22 Deze moet den bok in de woestijn loslaten, en de bok zal al hun zonden naar de wildernis dragen.
Le bouc emportera sur lui toutes leurs iniquités dans une terre désolée; il sera chassé dans le désert.
23 Vervolgens moet Aäron de openbaringstent binnengaan, de linnen gewaden uittrekken, waarmee hij zich had bekleed, toen hij het heiligdom binnentrad, ze daar weer neerleggen,
Aaron entrera dans la tente d’assignation; il quittera les vêtements de lin qu’il avait mis en entrant dans le sanctuaire, et il les déposera là.
24 zich op een heilige plaats wassen, en zijn eigen kleren weer aandoen. Dan moet hij naar buiten gaan, en zijn eigen brandoffer en dat voor het volk opdragen. Zo moet hij voor zichzelf en het volk verzoening verkrijgen.
Il lavera son corps avec de l’eau dans un lieu saint, et reprendra ses vêtements.
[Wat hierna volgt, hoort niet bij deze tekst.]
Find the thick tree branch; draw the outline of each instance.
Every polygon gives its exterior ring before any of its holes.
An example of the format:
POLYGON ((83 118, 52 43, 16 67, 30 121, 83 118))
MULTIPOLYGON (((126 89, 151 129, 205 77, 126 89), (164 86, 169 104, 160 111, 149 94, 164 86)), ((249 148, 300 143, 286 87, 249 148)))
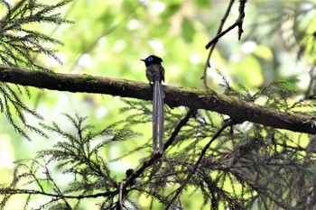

Puis il sortira, offrira son holocauste et l’holocauste du peuple, et fera l’expiation pour lui et pour le peuple.
25 Het vet van het zondeoffer moet hij op het altaar in rook doen opgaan.
Il brûlera sur l’autel la graisse de la victime expiatoire.
26 Hij, die den bok voor Azazel heeft weggebracht, moet zijn kleren wassen en zich baden; dan eerst mag hij in de legerplaats komen.
Celui qui aura chassé le bouc pour Azazel lavera ses vêtements, et lavera son corps dans l’eau; après cela, il rentrera dans le camp.
27 Den stier en den bok van het zondeoffer, wier bloed binnen het heiligdom is gebracht, om verzoening te verkrijgen, moet men buiten de legerplaats brengen, en hun huid, hun vlees en de darmen moet men verbranden.
On emportera hors du camp le taureau expiatoire et le bouc expiatoire dont on a porté le sang dans le sanctuaire pour faire l’expiation, et l’on brûlera au feu leurs peaux, leur chair et leurs excréments.
28 Die ze verbrand heeft, moet zijn kleren wassen en een bad nemen; dan eerst mag hij in de legerplaats komen.
Celui qui les brûlera lavera ses vêtements, et lavera son corps dans l’eau; après cela, il rentrera dans le camp.
29 Dit is voor u een eeuwig geldende wet: Op de tiende dag van de zevende maand moet ge boete doen en u van alle arbeid onthouden; dit geldt zowel voor den ingezetene als den vreemdeling, die in uw midden woont.
C’est ici pour vous une loi perpétuelle: au septième mois, le dixième jour du mois, vous humilierez vos âmes, vous ne ferez aucun ouvrage, ni l’indigène, ni l’étranger qui séjourne au milieu de vous.
30 Want op die dag zal men de verzoeningsplechtigheid voor u verrichten, om u te reinigen, en zult ge van al uw zonden voor het aanschijn van Jahweh worden bevrijd.
Car en ce jour on fera l’expiation pour vous, afin de vous purifier: vous serez purifiés de tous vos péchés devant l’Éternel.
31 Het moet voor u een volkomen rustdag zijn, waarop ge boete moet doen; dit is een eeuwig geldende wet.
Ce sera pour vous un sabbat, un jour de repos, et vous humilierez vos âmes. C’est une loi perpétuelle.
32 De priester, dien men zal zalven en als opvolger van zijn vader tot priester zal aanstellen, moet de verzoeningsplechtigheid verrichten. Bekleed met de heilige linnen gewaden,
L’expiation sera faite par le sacrificateur qui a reçu l’onction et qui a été consacré pour succéder à son père dans le sacerdoce; il se revêtira des vêtements de lin, des vêtements sacrés.
33 moet hij de verzoeningsplechtigheid verrichten voor het heilige der heiligen, voor de openbaringstent, voor het altaar, en eveneens voor de priesters en voor heel de gemeente van het volk.
Il fera l’expiation pour le sanctuaire de sainteté, il fera l’expiation pour la tente d’assignation et pour l’autel, et il fera l’expiation pour les sacrificateurs et pour tout le peuple de l’assemblée.
34 Dit moet voor u een eeuwig geldende wet zijn, om eenmaal per jaar voor Israëls kinderen verzoening te verkrijgen en kwijtschelding van hun zonden. En Aäron deed, zoals Jahweh het Moses bevolen had.
Ce sera pour vous une loi perpétuelle: il se fera une fois chaque année l’expiation pour les enfants d’Israël, à cause de leurs péchés. On fit ce que l’Éternel avait ordonné à Moïse.